The state must also examine how to shift its focus from a sole provider to an enabler. It must act more laterally in dealing with the challenges it faces. For instance, instead of persecuting small traders at roadsides, on pavements and in informal areas, the representatives of the state – at all tiers of government - would do well to provide support for such initiatives, instead of crushing initiative. Surely this is a primary consideration behind Batho Pele? 

Support such as making trading areas available is far more positive than the authoritarian actions under way in Durban, where long-term traders are being displaced in favour of the interests of private capital. It is important to provide truly public spaces for public benefit, and not blindly support capital rights and private interests, somehow hoping that trickle down is going to miraculously provide for those who live by their wits. The states efforts at facilitation all too often tie up good ideas in red tape and then wonder why they have not worked.

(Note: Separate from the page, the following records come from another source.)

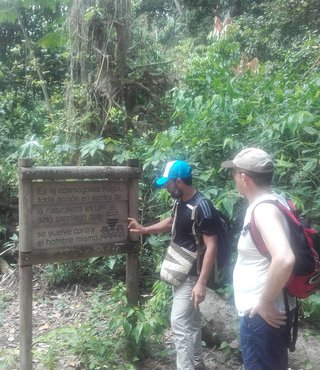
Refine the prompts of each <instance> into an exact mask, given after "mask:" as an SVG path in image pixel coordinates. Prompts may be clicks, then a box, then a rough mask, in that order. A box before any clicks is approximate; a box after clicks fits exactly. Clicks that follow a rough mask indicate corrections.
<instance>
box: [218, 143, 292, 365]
mask: <svg viewBox="0 0 320 370" xmlns="http://www.w3.org/2000/svg"><path fill="white" fill-rule="evenodd" d="M221 166H222V167H223V168H231V169H232V174H233V179H234V181H235V183H236V186H237V189H238V191H239V192H240V194H242V195H243V196H244V197H245V198H246V199H247V200H248V201H249V206H248V208H247V211H246V215H245V218H244V224H243V229H242V231H241V235H240V238H239V242H238V258H237V262H236V265H235V268H234V272H233V285H234V295H235V304H236V308H237V311H238V314H239V316H240V342H241V351H242V357H243V362H244V368H245V370H286V369H287V368H288V349H287V346H288V337H289V333H288V330H289V327H290V325H289V323H291V315H292V312H293V309H294V307H295V299H294V298H292V297H288V301H287V303H288V305H287V306H288V308H289V310H288V314H286V309H285V306H286V304H285V297H284V293H283V288H284V287H285V285H286V283H287V281H288V279H289V277H290V275H291V272H292V269H293V265H294V261H295V257H294V254H293V252H292V249H291V246H290V236H289V228H288V225H287V222H286V220H285V218H284V216H283V214H282V213H281V211H280V210H279V209H278V208H277V207H276V206H275V205H274V204H270V203H263V202H264V201H266V200H277V201H278V202H281V203H282V204H284V205H286V206H288V205H287V203H286V201H285V199H284V198H282V197H281V196H280V195H278V194H275V193H273V192H272V190H271V181H272V177H273V169H274V164H273V161H272V159H271V157H270V156H269V154H267V153H266V152H265V151H263V150H261V149H258V148H246V149H243V150H242V151H241V152H240V153H239V154H238V155H236V156H235V158H234V159H233V160H230V161H226V162H223V163H222V164H221ZM253 212H254V221H255V224H256V228H257V230H258V232H259V233H260V234H261V237H262V239H263V241H264V243H265V245H266V247H267V250H268V254H267V255H264V254H262V253H261V252H260V251H259V250H258V249H257V246H256V245H255V243H254V242H253V240H252V237H251V233H250V221H251V219H252V217H253Z"/></svg>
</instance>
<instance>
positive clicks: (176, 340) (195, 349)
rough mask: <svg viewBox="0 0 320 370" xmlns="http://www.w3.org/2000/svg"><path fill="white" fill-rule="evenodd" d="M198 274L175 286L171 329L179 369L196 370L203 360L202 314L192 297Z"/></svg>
mask: <svg viewBox="0 0 320 370" xmlns="http://www.w3.org/2000/svg"><path fill="white" fill-rule="evenodd" d="M197 280H198V277H197V276H190V277H188V278H187V280H186V281H185V282H184V283H182V284H181V285H179V286H178V287H174V288H173V304H172V311H171V329H172V333H173V338H174V344H175V347H176V353H177V370H194V366H195V365H196V364H197V363H199V362H200V361H201V352H202V349H201V316H200V310H199V308H197V309H196V308H194V304H193V301H192V299H191V293H192V289H193V287H194V286H195V285H196V282H197Z"/></svg>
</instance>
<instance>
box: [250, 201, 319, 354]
mask: <svg viewBox="0 0 320 370" xmlns="http://www.w3.org/2000/svg"><path fill="white" fill-rule="evenodd" d="M260 203H270V204H273V205H275V206H276V207H278V208H279V209H280V211H281V212H282V213H283V214H284V216H285V217H286V219H287V221H288V225H289V230H290V231H289V232H290V241H291V247H292V251H293V253H294V255H295V264H294V267H293V272H292V275H291V277H290V279H289V281H288V282H287V285H286V287H285V288H284V301H285V306H286V311H287V314H288V313H289V303H288V294H289V295H291V296H293V297H296V298H307V297H309V295H311V294H313V293H316V291H317V289H319V287H320V270H319V268H320V266H319V256H320V236H319V234H318V233H317V232H316V230H315V229H314V228H313V227H311V225H310V223H309V222H308V221H307V220H306V219H305V218H304V217H303V216H301V214H300V213H299V211H298V209H297V208H296V206H295V205H294V204H293V202H292V201H290V200H287V204H288V206H289V209H288V208H287V207H286V206H284V205H283V204H282V203H280V202H279V201H277V200H271V199H270V200H265V201H262V202H260ZM260 203H258V204H260ZM258 204H257V205H258ZM249 228H250V233H251V238H252V240H253V242H254V243H255V245H256V247H257V249H258V250H259V251H260V252H261V253H262V254H263V255H265V256H268V257H270V254H269V252H268V249H267V247H266V245H265V243H264V241H263V239H262V237H261V234H260V232H259V231H258V229H257V226H256V223H255V221H254V217H253V212H252V216H251V220H250V225H249ZM298 311H299V306H298V304H297V306H296V309H295V313H294V318H293V322H292V324H291V325H288V324H287V330H288V348H289V349H290V351H291V352H293V351H294V350H295V344H296V340H297V336H298Z"/></svg>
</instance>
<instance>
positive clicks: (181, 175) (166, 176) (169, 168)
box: [156, 161, 192, 188]
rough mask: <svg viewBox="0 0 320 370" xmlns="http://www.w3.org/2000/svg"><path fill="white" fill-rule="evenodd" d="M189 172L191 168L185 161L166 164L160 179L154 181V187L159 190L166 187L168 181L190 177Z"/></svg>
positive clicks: (172, 162)
mask: <svg viewBox="0 0 320 370" xmlns="http://www.w3.org/2000/svg"><path fill="white" fill-rule="evenodd" d="M191 171H192V168H191V167H190V165H189V164H188V163H187V162H185V161H171V162H168V163H167V165H166V168H165V170H164V172H163V175H162V177H160V178H159V179H157V180H156V186H157V187H159V188H160V187H162V186H164V185H166V183H167V182H168V181H169V180H170V179H178V178H179V179H186V178H188V177H192V175H191Z"/></svg>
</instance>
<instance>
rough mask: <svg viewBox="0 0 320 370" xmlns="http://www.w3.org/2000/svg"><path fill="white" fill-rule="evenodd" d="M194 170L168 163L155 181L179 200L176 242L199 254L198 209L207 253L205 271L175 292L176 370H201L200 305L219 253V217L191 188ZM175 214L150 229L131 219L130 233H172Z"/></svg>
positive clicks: (189, 168)
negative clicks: (176, 368) (194, 208)
mask: <svg viewBox="0 0 320 370" xmlns="http://www.w3.org/2000/svg"><path fill="white" fill-rule="evenodd" d="M191 171H192V170H191V167H190V165H189V164H188V163H186V162H184V161H180V160H176V161H171V162H169V163H167V165H166V168H165V171H164V173H163V176H162V177H160V178H159V179H157V180H156V186H157V187H160V188H163V187H165V188H166V189H167V191H168V192H169V193H170V194H171V196H172V198H174V199H176V200H177V201H176V206H175V207H176V209H175V212H176V217H175V237H174V242H175V243H176V244H178V245H179V246H181V247H183V248H186V249H188V250H190V251H193V252H194V251H196V250H197V247H196V241H195V238H194V235H193V233H192V226H193V220H192V217H191V215H192V210H193V208H194V207H195V206H197V221H196V229H197V233H198V234H199V235H201V239H202V240H203V244H204V246H205V252H204V256H203V261H202V267H201V271H200V273H199V274H197V266H196V263H195V264H194V266H193V267H192V269H191V271H190V273H189V275H188V277H187V279H186V280H185V281H184V282H183V283H182V284H181V285H179V286H177V287H174V288H173V304H172V310H171V327H172V332H173V336H174V342H175V347H176V352H177V370H200V369H201V370H202V369H205V366H204V364H203V362H202V358H201V320H200V310H199V304H200V303H201V302H202V301H203V300H204V299H205V294H206V285H207V280H208V277H209V273H210V271H211V269H212V267H213V264H214V261H215V257H216V252H217V239H218V238H217V233H218V227H219V225H220V224H219V222H220V219H219V216H218V213H217V211H216V209H215V208H214V206H213V205H212V203H211V202H210V201H209V200H208V199H206V198H205V197H204V196H203V195H202V194H201V193H199V192H198V191H197V190H196V189H195V187H194V186H193V185H192V174H191ZM173 219H174V214H172V215H171V217H168V218H166V219H165V220H162V221H160V222H158V223H155V224H153V225H150V226H142V225H140V224H139V223H138V222H137V221H136V220H135V219H129V226H128V227H129V230H130V231H131V232H134V233H138V234H140V235H142V234H146V235H148V234H156V233H164V232H170V230H171V228H172V224H173Z"/></svg>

Even with primary industries like fishing and agriculture, there has been an abject failure to devolve resources to those who would benefit most from increased allocations of rights. The state run fishing quota system was recently found in court to have failed to provide due benefits to artisanal fishing communities. Hopefully this ruling, together with a realignment of priorities post-Polokwane, will start to shift fishing rights to where they have the most benefit, where they historically belong. Only by gaining an interest in natural resources will communities protect them. Only by sharing, from the bottom up, can the state begin to rectify its failures to date.

So, too, with the restructuring of agriculture. Land restitution has been slow. State extension services for those who have returned to farming have been tardy. Instead poverty alleviation projects have been driven by vested commercial interests through a Department of Agriculture fixated on industrial farming models. 

While government policy now wishes to shift toward small-scale food security projects, the most successful methodologies remain marginalised by the state. Projects such as those run by Food and Trees for Africa, the Valley Project and Abalemi Bezekaya are shining examples among many others that have not been properly integrated into widespread implementation. 

We have far more to learn from nations like Cuba, where local food security is prioritised, than from multinational genetically modified seed merchants pushing their particular poison. 

The government has always talked about creating jobs but has inadvertently created an environment that is unsupportive of job creation in far too many ways. It can be argued that the extended public works programme has thwarted rather than encouraged development. Besides red tape and swarms of consultants, surely we should rather seek to create self-sufficient workers, not those reliant on rigid top down structures? History conspires against this but it is a logjam that must be broken. Proper training, not slapdash SETA speak, would also go much further towards providing a more enabling work creation environment.

We have huge opportunities to turn around our employment and productivity if we do what we were meant to fifteen years ago – make the productive assets of our nation available to the people, not only to the select few operating around the corporate-political nexus. There are indications that a shift in direction is imminent. It cannot come too soon for those who remain marginalised in their own nation. It is not about service delivery that people protest; it’s about demanding the space so that the people can get down to doing it for themselves.